NAWACITAPOST.COM - Balai Pemasyarakatan (Bapas) Kelas II Muara Teweh kembali melaksanakan kegiatan wajib lapor bagi klien pemasyarakatan, Senin (6/10). Kegiatan ini merupakan bagian dari pembimbingan dan pengawasan terhadap klien yang tengah menjalani program reintegrasi sosial.
Sebanyak beberapa klien hadir secara langsung di kantor Bapas untuk memenuhi kewajiban pelaporan rutin mereka. Dalam proses ini, para klien berdialog langsung dengan petugas pembimbing kemasyarakatan guna menyampaikan perkembangan pribadi, aktivitas, serta kendala yang dihadapi selama proses pembinaan di luar lembaga.
Asisten Pembimbing Kemasyarakatan (APK) Pebrianti mengatakan bahwa kegiatan wajib lapor merupakan momen penting untuk membangun komunikasi terbuka antara klien dan petugas.
Baca Juga: Apel Pagi, Kalapas Gunungtua : Untuk Kokohkan Disiplin dan Integritas Pegawai
“Kami tidak hanya mendata, tapi juga memberi motivasi dan arahan agar klien tetap berada pada jalur positif di tengah masyarakat,” ujar Pebrianti.

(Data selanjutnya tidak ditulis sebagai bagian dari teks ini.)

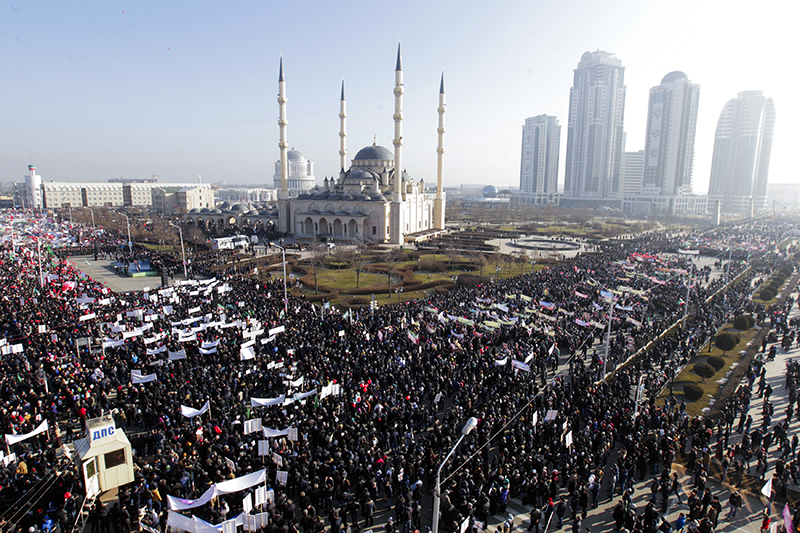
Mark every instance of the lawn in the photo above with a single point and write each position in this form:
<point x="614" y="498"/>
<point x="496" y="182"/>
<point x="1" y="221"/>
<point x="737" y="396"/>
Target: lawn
<point x="711" y="386"/>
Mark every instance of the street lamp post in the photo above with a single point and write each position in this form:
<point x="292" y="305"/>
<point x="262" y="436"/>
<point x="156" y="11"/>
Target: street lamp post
<point x="128" y="221"/>
<point x="610" y="319"/>
<point x="183" y="250"/>
<point x="283" y="258"/>
<point x="686" y="303"/>
<point x="92" y="212"/>
<point x="471" y="424"/>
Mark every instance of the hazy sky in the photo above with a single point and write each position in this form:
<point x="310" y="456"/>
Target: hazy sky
<point x="93" y="90"/>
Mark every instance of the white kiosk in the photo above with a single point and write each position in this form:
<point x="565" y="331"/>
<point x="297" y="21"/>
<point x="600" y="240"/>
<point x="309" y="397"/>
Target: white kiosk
<point x="105" y="455"/>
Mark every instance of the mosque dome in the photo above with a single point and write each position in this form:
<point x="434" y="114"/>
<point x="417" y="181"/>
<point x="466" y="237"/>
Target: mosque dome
<point x="374" y="152"/>
<point x="360" y="174"/>
<point x="675" y="75"/>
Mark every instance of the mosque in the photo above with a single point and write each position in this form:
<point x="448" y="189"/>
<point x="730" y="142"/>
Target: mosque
<point x="371" y="200"/>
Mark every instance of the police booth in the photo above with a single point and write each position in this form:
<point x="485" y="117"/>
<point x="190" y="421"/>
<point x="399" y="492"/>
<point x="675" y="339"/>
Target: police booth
<point x="105" y="456"/>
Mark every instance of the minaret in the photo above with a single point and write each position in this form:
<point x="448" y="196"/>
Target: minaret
<point x="342" y="131"/>
<point x="397" y="221"/>
<point x="438" y="203"/>
<point x="283" y="144"/>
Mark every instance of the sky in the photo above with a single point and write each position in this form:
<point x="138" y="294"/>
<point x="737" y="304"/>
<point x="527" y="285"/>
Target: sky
<point x="179" y="89"/>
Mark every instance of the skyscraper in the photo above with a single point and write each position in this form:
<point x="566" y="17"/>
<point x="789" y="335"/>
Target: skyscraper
<point x="538" y="175"/>
<point x="742" y="146"/>
<point x="630" y="173"/>
<point x="594" y="132"/>
<point x="669" y="144"/>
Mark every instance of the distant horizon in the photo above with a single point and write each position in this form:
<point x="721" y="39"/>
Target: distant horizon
<point x="178" y="89"/>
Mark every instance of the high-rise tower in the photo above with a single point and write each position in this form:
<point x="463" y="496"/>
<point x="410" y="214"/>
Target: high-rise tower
<point x="742" y="146"/>
<point x="594" y="132"/>
<point x="538" y="175"/>
<point x="669" y="144"/>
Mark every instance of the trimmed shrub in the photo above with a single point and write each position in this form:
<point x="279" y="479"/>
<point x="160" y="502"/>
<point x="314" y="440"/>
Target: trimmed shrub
<point x="743" y="322"/>
<point x="726" y="342"/>
<point x="704" y="370"/>
<point x="692" y="391"/>
<point x="470" y="280"/>
<point x="717" y="362"/>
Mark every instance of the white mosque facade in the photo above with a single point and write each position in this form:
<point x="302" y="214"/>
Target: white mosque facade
<point x="368" y="201"/>
<point x="301" y="174"/>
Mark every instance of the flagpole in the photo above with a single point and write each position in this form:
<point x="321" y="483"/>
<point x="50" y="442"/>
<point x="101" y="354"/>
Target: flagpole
<point x="39" y="254"/>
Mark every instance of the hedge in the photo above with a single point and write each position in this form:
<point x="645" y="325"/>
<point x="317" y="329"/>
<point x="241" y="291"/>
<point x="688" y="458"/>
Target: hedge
<point x="726" y="341"/>
<point x="717" y="362"/>
<point x="704" y="370"/>
<point x="693" y="391"/>
<point x="743" y="322"/>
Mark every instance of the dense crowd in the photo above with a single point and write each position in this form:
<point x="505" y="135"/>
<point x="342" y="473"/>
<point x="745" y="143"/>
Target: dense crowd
<point x="410" y="375"/>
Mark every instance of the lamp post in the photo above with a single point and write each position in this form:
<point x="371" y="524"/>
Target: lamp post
<point x="128" y="221"/>
<point x="471" y="424"/>
<point x="686" y="303"/>
<point x="610" y="319"/>
<point x="92" y="212"/>
<point x="283" y="258"/>
<point x="183" y="250"/>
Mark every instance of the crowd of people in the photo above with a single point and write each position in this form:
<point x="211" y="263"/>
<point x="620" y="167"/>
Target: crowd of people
<point x="523" y="355"/>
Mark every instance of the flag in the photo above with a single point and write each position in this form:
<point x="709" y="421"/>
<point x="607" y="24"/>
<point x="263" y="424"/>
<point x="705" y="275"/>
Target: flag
<point x="190" y="412"/>
<point x="766" y="490"/>
<point x="787" y="518"/>
<point x="520" y="365"/>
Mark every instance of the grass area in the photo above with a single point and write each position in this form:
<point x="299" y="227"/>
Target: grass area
<point x="711" y="389"/>
<point x="346" y="278"/>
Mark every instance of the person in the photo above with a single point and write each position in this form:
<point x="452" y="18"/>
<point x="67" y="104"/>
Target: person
<point x="680" y="523"/>
<point x="735" y="502"/>
<point x="765" y="521"/>
<point x="561" y="510"/>
<point x="536" y="517"/>
<point x="369" y="512"/>
<point x="619" y="515"/>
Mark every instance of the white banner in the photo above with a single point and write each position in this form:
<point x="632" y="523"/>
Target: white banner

Kegiatan hari ini berjalan tertib dan lancar, dengan penerapan prinsip pembinaan yang humanis. Setiap klien diberikan kesempatan untuk menyampaikan harapan serta masukan terhadap program pembimbingan yang dijalani.
Sementara itu, Kepala Bapas Muara Teweh, M. Ading Saidhy, menegaskan bahwa wajib lapor merupakan salah satu instrumen penting dalam proses reintegrasi sosial bagi klien pemasyarakatan.
Baca Juga: Kalapas Amuntai Pimpin Pembukaan Festival Santri At-Taubah Lapas Amuntai
“Kami berkomitmen memberikan pelayanan terbaik. Melalui kegiatan ini, kami ingin memastikan klien benar-benar siap kembali menjalani kehidupan bermasyarakat dengan baik dan bertanggung jawab,” jelas Ading.
Bapas Muara Teweh terus mendorong pendekatan yang berfokus pada pembinaan dan pendampingan secara menyeluruh, agar setiap klien dapat tumbuh menjadi pribadi yang mandiri dan produktif.